All of this led the WMC to conclude in 2015 that “anyone relying on sports coverage to keep up with stories involving athletes and sexualized violence are receiving a seriously skewed kind of coverage, one that clearly prioritizes the voices of men.”
That was seven years ago, which might as well have been a lifetime ago in terms of reporting on gendered violence. The coverage period for the study overlapped with reporting about Ray Rice, the professional football player caught on camera hitting his then-fianceé, but the WMC was focused only on sexual violence on college campuses. It was also years before #MeToo, a movement many thought would radically alter how our society approaches how we talk about and report on sexual harassment and violence – but which also has, perhaps inevitably, led to an extensive backlash.

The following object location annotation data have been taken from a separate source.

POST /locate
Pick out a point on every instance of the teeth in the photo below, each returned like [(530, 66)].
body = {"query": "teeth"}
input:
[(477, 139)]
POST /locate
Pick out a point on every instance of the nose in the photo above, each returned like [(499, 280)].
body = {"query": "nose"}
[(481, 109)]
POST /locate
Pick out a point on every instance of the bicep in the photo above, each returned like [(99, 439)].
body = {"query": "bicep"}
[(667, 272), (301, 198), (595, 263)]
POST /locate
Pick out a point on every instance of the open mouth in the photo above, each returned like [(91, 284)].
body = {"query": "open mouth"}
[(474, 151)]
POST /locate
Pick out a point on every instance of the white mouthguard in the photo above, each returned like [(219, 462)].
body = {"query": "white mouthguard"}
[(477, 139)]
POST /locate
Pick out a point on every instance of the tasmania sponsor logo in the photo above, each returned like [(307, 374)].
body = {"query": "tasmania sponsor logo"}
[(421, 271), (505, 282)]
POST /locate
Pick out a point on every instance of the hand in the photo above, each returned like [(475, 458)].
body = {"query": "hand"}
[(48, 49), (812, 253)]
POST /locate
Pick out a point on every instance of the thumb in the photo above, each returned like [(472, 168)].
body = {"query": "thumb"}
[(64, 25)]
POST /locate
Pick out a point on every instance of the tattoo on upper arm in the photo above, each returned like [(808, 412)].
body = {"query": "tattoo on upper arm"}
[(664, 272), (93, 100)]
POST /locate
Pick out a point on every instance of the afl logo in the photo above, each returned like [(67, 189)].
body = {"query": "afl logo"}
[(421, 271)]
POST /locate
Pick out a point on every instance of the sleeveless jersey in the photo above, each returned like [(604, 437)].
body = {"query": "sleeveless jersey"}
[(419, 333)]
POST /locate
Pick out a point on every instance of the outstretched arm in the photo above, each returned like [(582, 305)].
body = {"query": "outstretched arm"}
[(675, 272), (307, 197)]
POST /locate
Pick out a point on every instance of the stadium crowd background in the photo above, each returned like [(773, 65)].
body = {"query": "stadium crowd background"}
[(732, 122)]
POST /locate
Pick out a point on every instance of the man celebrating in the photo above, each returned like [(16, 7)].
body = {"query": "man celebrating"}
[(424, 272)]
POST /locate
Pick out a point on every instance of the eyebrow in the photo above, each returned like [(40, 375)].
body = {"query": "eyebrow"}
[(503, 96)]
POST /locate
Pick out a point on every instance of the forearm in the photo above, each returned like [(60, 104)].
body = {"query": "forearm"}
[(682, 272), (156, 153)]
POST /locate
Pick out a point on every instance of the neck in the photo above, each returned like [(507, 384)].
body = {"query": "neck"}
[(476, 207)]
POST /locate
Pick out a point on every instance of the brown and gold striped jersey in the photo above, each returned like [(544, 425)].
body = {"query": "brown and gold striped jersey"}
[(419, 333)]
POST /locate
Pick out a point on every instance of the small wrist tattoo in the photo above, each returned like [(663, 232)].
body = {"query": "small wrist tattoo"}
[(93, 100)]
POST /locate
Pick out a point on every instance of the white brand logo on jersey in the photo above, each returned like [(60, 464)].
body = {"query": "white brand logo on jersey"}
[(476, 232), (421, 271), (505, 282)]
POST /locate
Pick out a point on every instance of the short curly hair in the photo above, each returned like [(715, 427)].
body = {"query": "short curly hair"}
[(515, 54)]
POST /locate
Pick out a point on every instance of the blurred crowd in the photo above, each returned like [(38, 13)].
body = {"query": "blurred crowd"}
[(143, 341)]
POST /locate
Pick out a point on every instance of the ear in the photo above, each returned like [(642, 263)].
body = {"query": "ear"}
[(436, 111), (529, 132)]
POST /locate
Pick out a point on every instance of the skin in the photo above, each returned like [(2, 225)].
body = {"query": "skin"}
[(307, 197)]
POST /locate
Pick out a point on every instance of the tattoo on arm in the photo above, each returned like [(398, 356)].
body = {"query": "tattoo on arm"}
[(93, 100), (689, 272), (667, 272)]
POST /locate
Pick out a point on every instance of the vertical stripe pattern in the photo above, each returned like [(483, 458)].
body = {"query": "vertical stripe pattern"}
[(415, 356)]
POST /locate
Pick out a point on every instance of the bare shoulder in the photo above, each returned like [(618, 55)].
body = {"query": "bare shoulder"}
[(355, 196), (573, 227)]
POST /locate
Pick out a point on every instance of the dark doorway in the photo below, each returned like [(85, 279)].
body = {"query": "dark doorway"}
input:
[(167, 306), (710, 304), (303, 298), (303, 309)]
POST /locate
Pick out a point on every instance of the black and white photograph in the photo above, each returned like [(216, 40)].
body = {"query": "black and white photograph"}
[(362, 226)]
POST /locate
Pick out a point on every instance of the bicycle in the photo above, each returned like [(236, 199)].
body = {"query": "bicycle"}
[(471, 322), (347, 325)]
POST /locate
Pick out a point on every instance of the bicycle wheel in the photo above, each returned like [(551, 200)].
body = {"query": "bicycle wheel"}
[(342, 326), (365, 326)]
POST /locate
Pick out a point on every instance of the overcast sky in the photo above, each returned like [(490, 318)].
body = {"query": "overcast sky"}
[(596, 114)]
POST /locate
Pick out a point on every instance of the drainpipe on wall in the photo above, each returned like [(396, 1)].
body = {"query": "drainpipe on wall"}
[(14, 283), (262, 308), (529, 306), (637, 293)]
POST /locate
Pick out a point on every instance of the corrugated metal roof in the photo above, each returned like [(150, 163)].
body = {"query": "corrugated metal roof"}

The first piece Dan Solomon and I reported about sexual violence and the Baylor University football program made the cut for the WMC report (August 2015), but the study came out before ESPN’s extensive follow-up reporting and an outside law firm’s findings of failures within the football program, the athletic department, and the school at large. It came out years after former Penn State University defensive coordinator Jerry Sandusky was convicted and former Penn State football coach Joe Paterno died, but a year before The Indianapolis Star first reported on Larry Nassar, the abusive Team USA and Michigan State gymnastics doctor. It came out before we knew about reports of sexual abuse and violence in athletic programs at the University of Michigan, Ohio State University, Louisiana State University, and the University of San Francisco, among many others. And the WMC study arrived a full six years before the multiple reports about abusive coaches in women’s professional soccer, which came as part of a wave of stories about sexual abuse in women’s soccer across the world, most recently including the University of Toledo.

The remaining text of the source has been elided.